Dixie Highway name condemned by Miami-Dade commissioners. ‘Get over it? ... Hell no’

Miami-Dade commissioners pledged Tuesday to remove “Dixie Highway” from county road signs after the board’s senior African-American declared the longstanding name a tribute to the states that fought to keep Americans enslaved during the Civil War.

“Dixie Highway was named for the Dixie states. ... The Dixie states seceded from the union because they wanted to continue the inhumane institution of slavery,” said Commissioner Dennis Moss, who represents South Dade, where Dixie Highway is one of the busiest commuting routes. “This is what the name ‘Dixie’ stands for, and it is why we are having this discussion today.”

No road name was changed during Tuesday’s County Commission meeting. Moss said he was preparing legislation to order road crews to rename roads that have carried the Dixie Highway name for decades, and then lobby Florida to do the same for all counties that the road runs through. But fellow commissioners endorsed his plan without reservations, as did the county mayor.

“We’re condemned to repeat the past if we don’t continue to remind folks how we got to where” we are, said Commissioner Esteban “Steve” Bovo, a Cuban-American running for county mayor.
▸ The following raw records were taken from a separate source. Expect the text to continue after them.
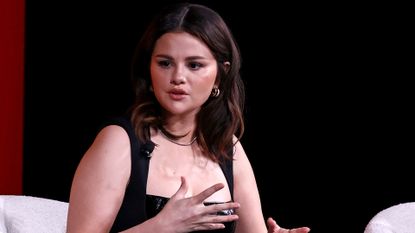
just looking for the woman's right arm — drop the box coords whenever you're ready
[66,125,138,232]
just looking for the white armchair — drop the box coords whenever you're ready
[0,195,68,233]
[364,202,415,233]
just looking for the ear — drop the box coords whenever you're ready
[223,61,230,73]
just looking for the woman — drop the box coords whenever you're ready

Carlos Gimenez, the county’s term-limited mayor now running for Congress in a Republican primary, told Moss: “You’re 100 percent right. As a Cuban-American i know how it would feel to have to go travel on Fidel Castro Highway everyday, or Che Guevara Avenue. ... I don’t believe that we should have any street names on any of our roadways that have a negative connotation to any of our community groups here in Miami-Dade.”

Launched in the 1910s after a campaign by Carl Fisher, the hotelier who put Miami Beach on the tourism map, the original Dixie Highway connected Chicago with Miami.

The name has since become an overlay with more generic — and often more recognizable — road designations, such as U.S. 1 where Interstate 95 ends in Miami.

Sensitivity over Confederate icons and tributes has helped chip away at the Dixie label along Florida highways. In 2015, Riviera Beach renamed a stretch of Old Dixie Highway running through the Palm Beach County city after Barack Obama. In 2017, Hollywood in Broward County changed the names of streets named after Robert E. Lee and two other Confederate generals into Freedom Street, Freedom Drive and Hope Street.

Old Dixie is a highway that runs alongside Dixie Highway in some Florida counties, including Miami-Dade. In the Homestead area, the city controls portions of Old Dixie Highway while the county controls the rest. West Dixie Highway, in Northeast Miami-Dade, is a mix of state and county control, said Karla Damian, a spokeswoman for Miami-Dade Transportation and Public Works Department.

The Moss push to expunge “Dixie” from Miami-Dade roads started at the suggestion of Modesto Abety, the former director of the county funding agency for youth programs known as the Children’s Trust.

In an interview Tuesday night, Abety said he was in the car with his 16-year-old granddaughter Isabella Banos, 16, when the computerized voice of a GPS system declared “Turn right on South Dixie Highway.”

“She said, ‘That’s just wrong,’” Abety recalled. He said his granddaughter’s amazement that Dixie could still be celebrated in 2020 had him questioning why the name had endured as well. “I have to cross South Dixie Highway maybe five or six times a day. You see it everyday. You hear it everyday. But you don’t react to it.”

Banos wrote an essay for the Miami Times last fall calling for the county to rename Dixie Highway after Underground Railroad hero Harriet Tubman, an idea Moss brought to commissioners weeks later. Abety sent an email to Moss and the other 12 commissioners with a draft resolution to change the name as well, declaring: “Miami-Dade County ... continues to desire to be a welcoming place for residents of all races, creeds, religions and nationalities.”

Traffic stops on Camino Real at Dixie Highway in Boca Raton.
Traffic stops on Camino Real at Dixie Highway in Boca Raton.

When Moss shared Abety’s suggestion last fall, it prompted action in Hallandale Beach, where the city passed a resolution in December endorsing the removal of Dixie Highway from county roads there. The New York Times featured the Moss push in a January article under the headline “Has Dixie Highway Reached the End of the Road?”

On Tuesday, Moss asked for support from commissioners to remove “Dixie” from the various roads and highways running through their districts. Each agreed, and all commissioners on the dais asked to join as sponsors of his future bill.

Moss said he didn’t want to hear about the downsides of expunging Dixie from county roads. “Some would say get over it, it’s going to cost too much to change all the signs,” he said.

“I say to all of us: If there was a Adolf Hitler Highway, would we say to the Jewish community, ‘Get over it?’ If there was a Fidel Castro Highway, would we say to the Cuban community, ‘Get over it?’” Moss said. “We know the answer would be: ‘Hell, no.’”

This post was updated to correct Modesto Abety’s surname.